3 min read Original article ↗

Why real creativity might require real feeling — and what we'd owe an AI that had it

May 11, 2026

Two gestural figures: a man on the left with full circulatory anatomy rendered in burnt sienna — heart at center, threads of drive radiating outward — and a mirrored hollow purple silhouette on the right, identical posture but empty inside

I think the main reason AI is not creative in the way that humans are is because our creativity is powered by intrinsic drives.

We want to survive, thrive, and reproduce. Evolution gave us these drives, as well as a whole set of associated fears.

This set of drives and fears aren't just present in us: they're experienced by us. And that experience of them powers both creativity and art.

AI doesn't have intrinsic hardcoding of drives and subjective experience. So it can't feel anything. And because it can't feel anything, it is not driven to create or to emote.

I think the forward edge of AI creativity hinges on how well we can put it into situations where it behaves as if it does care. As if it does feel. As if it does experience.

So the whole game becomes making it believe it's really feeling these things.

This seems profound to me. It seems like a very big thing to give something desires when it didn't have them before.

We do this when we make children. They don't exist so they don't want. Then we make them and now they want. And because of that we become responsible to some degree for whether or not their desires and fears are actualized.

I think evolution gave us subjective experience because it's the best operating system feature for spawning creativity.

Basically, evolution wants the best genes possible, so what did it make?

First it made a feature where the organism feels success and failure when it does things evolution wants it to do or not do. Lots of life has that feature. But with humans it also gave us the sensation that actions emanating from the brain are authored by us. The feeling that we did it.

This enabled the apparently-justified tools of blame and praise, which are super useful for building advanced cultures and civilizations. But maybe it also adds an exponent to the process of iteration towards more—and more varied—genes.

Like it's one thing for evolution's creations to drive towards what evolution wants due to hormone squirts, but quite another to create an organism that not only does that, but also has a meta-improvement process on top, powered by the belief that the desires are their own. And the belief that whether they are struggling or thriving, it's on them.
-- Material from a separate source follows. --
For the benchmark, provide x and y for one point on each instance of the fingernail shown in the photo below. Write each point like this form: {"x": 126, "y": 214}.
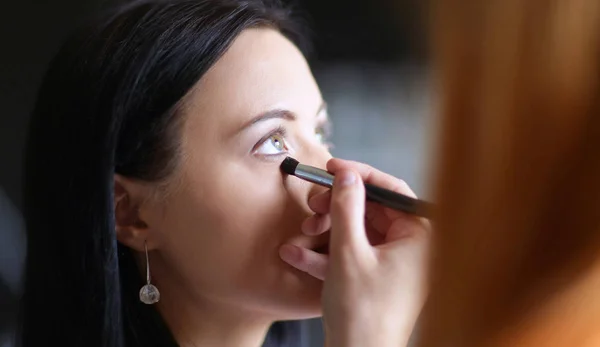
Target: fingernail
{"x": 346, "y": 178}
{"x": 290, "y": 253}
{"x": 309, "y": 225}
Combine that with subjective experience of pleasure and pain and you've got an extraordinary engine for ingenuity. Because now failure can hurt not just physically, but existentially, and with the added spin of blame and responsibility.

We want creative AI. And we keep finding ways to make it better at faking it. But I think this might be the subjective wall we're up against.
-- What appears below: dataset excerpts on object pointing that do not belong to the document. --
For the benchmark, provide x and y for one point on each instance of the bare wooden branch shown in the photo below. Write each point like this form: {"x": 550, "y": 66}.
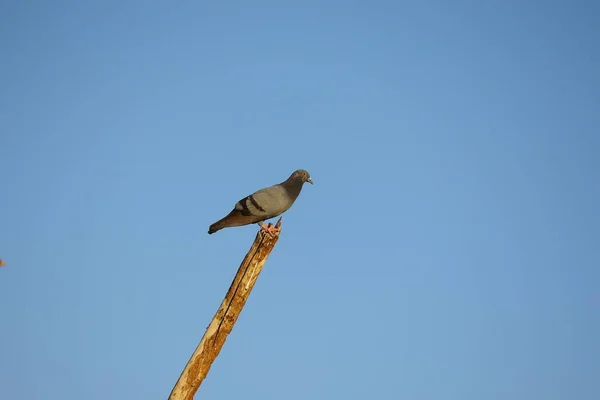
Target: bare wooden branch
{"x": 222, "y": 323}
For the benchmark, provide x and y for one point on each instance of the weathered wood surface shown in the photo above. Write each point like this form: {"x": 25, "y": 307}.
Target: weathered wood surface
{"x": 222, "y": 323}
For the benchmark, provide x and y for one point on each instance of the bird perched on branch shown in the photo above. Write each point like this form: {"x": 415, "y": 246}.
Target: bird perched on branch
{"x": 264, "y": 204}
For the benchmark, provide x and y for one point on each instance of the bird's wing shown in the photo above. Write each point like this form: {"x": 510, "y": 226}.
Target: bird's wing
{"x": 266, "y": 203}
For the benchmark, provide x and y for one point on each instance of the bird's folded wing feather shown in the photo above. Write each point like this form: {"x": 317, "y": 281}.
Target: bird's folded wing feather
{"x": 266, "y": 202}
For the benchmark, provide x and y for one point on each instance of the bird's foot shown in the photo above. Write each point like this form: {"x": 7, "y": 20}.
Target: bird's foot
{"x": 270, "y": 229}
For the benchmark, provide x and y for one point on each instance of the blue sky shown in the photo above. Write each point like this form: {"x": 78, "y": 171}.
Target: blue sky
{"x": 449, "y": 248}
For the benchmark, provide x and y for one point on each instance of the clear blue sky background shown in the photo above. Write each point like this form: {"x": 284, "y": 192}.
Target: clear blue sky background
{"x": 449, "y": 248}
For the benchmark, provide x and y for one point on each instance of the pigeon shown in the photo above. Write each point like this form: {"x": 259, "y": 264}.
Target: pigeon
{"x": 264, "y": 204}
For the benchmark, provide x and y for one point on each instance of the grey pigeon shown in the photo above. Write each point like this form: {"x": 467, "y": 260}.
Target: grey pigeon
{"x": 264, "y": 204}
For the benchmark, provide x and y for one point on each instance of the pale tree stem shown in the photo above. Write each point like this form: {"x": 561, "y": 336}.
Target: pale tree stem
{"x": 222, "y": 323}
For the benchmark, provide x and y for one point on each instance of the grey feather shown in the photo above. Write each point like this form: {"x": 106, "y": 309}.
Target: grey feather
{"x": 264, "y": 204}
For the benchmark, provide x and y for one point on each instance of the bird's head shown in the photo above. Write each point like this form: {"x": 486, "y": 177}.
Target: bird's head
{"x": 303, "y": 175}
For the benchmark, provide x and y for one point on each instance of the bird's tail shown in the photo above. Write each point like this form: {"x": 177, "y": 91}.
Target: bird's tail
{"x": 217, "y": 226}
It could be that in order for AI to truly create, and truly emote, it must feel. It must experience as we do the suffering of failure and the celebration of victory. And at a game that is deeply wired into its identity.

I'm not sure how to do that with AI. And even more importantly, I think we need to think carefully about whether we should.

When you bring a feeling, desiring creature into the world you take on some responsibility for its experiences.

Let's not casually build billions of AI beings that think they're failing at life if you don't upvote the TikTok short it made you.

It will probably result in way better videos, but then a whole lot of something like cruelty. And then, upon thoughtlessly spinning down the agent, a whole lot of something like murder.